Among RPI’s Greatest Leaders

This weekend the Rensselaer community will celebrate the 10th anniversary of Dr. Shirley Ann Jackson’s tenure as president as well as commemorate the first decade of the Rensselaer Plan and completion of the Renaissance at Rensselaer capital campaign.  Dr. Jackson’s accomplishments are readily apparent and widely publicized.  If you have any affiliation with Rensselaer, you know that she is acclaimed as an effective leader.

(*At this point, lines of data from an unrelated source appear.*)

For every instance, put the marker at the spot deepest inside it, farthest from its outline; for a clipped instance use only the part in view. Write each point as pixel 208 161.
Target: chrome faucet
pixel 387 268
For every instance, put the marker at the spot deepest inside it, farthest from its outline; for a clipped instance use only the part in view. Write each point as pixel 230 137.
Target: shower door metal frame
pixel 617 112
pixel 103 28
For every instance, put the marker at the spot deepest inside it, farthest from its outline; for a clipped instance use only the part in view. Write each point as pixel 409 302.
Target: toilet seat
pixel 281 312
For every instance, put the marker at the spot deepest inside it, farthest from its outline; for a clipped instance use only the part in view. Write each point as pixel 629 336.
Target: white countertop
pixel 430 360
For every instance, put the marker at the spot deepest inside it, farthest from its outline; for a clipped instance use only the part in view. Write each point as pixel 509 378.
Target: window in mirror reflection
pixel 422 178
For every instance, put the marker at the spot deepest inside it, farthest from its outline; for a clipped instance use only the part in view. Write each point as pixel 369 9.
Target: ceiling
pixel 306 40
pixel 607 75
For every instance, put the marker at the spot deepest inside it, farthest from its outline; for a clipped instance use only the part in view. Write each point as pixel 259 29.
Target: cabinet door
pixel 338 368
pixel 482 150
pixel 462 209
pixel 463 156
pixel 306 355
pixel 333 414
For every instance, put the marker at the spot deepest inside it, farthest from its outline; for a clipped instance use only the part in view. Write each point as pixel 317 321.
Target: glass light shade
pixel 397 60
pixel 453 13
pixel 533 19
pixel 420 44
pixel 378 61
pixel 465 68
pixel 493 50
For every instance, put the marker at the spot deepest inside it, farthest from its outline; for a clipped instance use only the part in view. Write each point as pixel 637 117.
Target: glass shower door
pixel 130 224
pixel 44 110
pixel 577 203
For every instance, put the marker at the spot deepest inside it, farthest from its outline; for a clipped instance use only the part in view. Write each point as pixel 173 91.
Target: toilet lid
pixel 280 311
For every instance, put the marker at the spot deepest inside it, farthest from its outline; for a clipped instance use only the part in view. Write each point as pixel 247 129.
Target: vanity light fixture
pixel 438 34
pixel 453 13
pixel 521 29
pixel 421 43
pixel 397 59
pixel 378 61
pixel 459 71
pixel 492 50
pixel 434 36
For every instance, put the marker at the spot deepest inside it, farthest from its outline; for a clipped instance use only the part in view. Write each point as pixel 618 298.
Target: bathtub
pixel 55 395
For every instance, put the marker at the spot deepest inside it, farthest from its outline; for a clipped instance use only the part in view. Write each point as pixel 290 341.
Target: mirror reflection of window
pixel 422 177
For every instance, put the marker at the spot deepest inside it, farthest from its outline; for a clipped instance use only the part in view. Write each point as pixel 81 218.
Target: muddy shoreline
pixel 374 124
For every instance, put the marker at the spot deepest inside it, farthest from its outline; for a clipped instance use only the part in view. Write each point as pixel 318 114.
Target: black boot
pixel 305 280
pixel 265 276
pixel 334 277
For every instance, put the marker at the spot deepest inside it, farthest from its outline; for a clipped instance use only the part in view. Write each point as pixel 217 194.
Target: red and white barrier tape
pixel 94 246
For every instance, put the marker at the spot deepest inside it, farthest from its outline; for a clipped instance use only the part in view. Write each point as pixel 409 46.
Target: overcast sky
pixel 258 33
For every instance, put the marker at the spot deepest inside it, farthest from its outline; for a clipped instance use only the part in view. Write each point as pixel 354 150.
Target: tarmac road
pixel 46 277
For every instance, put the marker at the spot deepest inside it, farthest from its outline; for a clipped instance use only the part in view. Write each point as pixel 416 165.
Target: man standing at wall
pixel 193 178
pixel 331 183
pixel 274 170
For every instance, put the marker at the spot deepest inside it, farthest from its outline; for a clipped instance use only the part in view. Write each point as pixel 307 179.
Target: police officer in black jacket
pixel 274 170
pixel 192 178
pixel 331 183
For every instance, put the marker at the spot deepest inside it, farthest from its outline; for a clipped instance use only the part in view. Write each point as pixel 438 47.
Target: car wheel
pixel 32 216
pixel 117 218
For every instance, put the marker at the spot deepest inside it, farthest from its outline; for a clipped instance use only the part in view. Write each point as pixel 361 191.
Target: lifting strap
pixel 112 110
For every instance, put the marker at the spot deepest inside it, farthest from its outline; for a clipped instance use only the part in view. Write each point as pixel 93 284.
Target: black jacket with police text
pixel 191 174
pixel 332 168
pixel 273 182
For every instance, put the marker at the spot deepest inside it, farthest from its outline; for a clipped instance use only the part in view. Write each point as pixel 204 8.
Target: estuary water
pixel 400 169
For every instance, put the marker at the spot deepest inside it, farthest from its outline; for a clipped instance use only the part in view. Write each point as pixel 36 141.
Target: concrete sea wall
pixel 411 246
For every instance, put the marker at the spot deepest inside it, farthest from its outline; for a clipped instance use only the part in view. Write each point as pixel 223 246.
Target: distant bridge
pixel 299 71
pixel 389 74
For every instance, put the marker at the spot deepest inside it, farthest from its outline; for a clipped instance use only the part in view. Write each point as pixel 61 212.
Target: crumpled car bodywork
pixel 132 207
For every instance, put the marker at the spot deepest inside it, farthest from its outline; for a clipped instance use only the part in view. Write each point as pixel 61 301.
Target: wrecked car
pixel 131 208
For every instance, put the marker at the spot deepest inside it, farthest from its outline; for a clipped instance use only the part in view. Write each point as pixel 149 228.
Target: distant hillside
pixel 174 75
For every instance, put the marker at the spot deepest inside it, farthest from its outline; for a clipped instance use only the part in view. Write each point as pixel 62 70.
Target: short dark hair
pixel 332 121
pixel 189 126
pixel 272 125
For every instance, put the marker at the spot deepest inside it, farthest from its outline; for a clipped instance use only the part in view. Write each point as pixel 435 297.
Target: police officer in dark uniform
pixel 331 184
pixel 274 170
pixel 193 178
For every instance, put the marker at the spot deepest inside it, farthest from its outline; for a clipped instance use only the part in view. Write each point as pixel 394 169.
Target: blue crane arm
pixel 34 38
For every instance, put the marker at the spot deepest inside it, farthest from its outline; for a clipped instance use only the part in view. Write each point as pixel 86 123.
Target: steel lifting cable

I generally avoid superlative attributions.  It’s too subjective – the greatest and the best cannot be boiled down to one individual.  That’s why we often say one of the best or among the greatest.  Though it can be interesting to apply these attributions in a historical context, it’s helpful to keep in mind that often “the times make the man.”  When there is some historical perspective on Dr. Jackson’s tenure, I wonder if she will be considered among the greatest Rensselaer presidents.  Who else is in that league?  Two past presidents immediately come to my mind – Palmer C. Ricketts and Livingston W. Houston.  Both men were alumni of RPI and spent over sixty years of their lives at the Institute.  Now that’s dedication!  A couple of weeks ago Carl Westerdahl and I gave a presentation at a Friends of Folsom luncheon titled Leadership Legends: Rensselaer’s Leaders of the Past. We highlighted the significant accomplishments of seven leaders.  Ricketts and Houston were among them.  I won’t reproduce all of that content here, but I’ll briefly list the accomplishments of these two men below.

Palmer C. Ricketts

  • president for 33 years (Director for 10 yrs previous to that)
  • 10 academic buildings added to the campus
  • 29 dormitory units added making RPI a residential campus
  • $1 million gift from M. Olivia Sage in 1906 – this would equal over $54 million in 2008 dollars (using the value of consumer bundle)
  • endowment grew from $238,000 to $6.3 million
  • endowed professorships in chemistry
  • instituted degree programs in electrical, mechanical, chemical, metallurgical, aeronautical, and industrial engineering, as well as architecture and graduate programs
  • enrollment increased from 200 to 1900
  • faculty increased from 15 to 129 and included internationally known professors

Livingston W. Houston

  • president for 14 years (trustee for over 40 yrs)
  • enlarged the campus from 93 acres to 220 acres
  • acquired 10 buildings including the Field House
  • acquired 437 temporary housing units
  • Freshmen dormitories and Commons dining hall constructed to accommodate 900 students
  • enrollment increased 150% in five years
  • faculty doubled in size during Houston’s tenure
  • appointed the first Dean of Faculty and Dean of Students
  • endowment increased from $10 million to $26 million (there was no capital campaign and no major gifts)
  • Rensselaer at Hartford was opened to provide graduate education for working professionals
  • Research Division, Co-Op Program and Affiliated College Program were established
  • reorganization of the Institute into Schools of Engineering, Science, Architecture, Management and Humanities & Social Sciences
  • Lacrosse and Hockey teams won national championships

Our standard restriction period for the records of administrators is 50 years.  This means that the records are closed to the public and only available to the office that created them during that time period.  I think this number translates well to historical perspective too.  Looking back on decisions, events, accomplishments, etc. 50 years after they occurred gives us enough time to put them in context.  Wouldn’t it be cool if this blog post is still around in 2060 when an archivist opens the Jackson Papers?!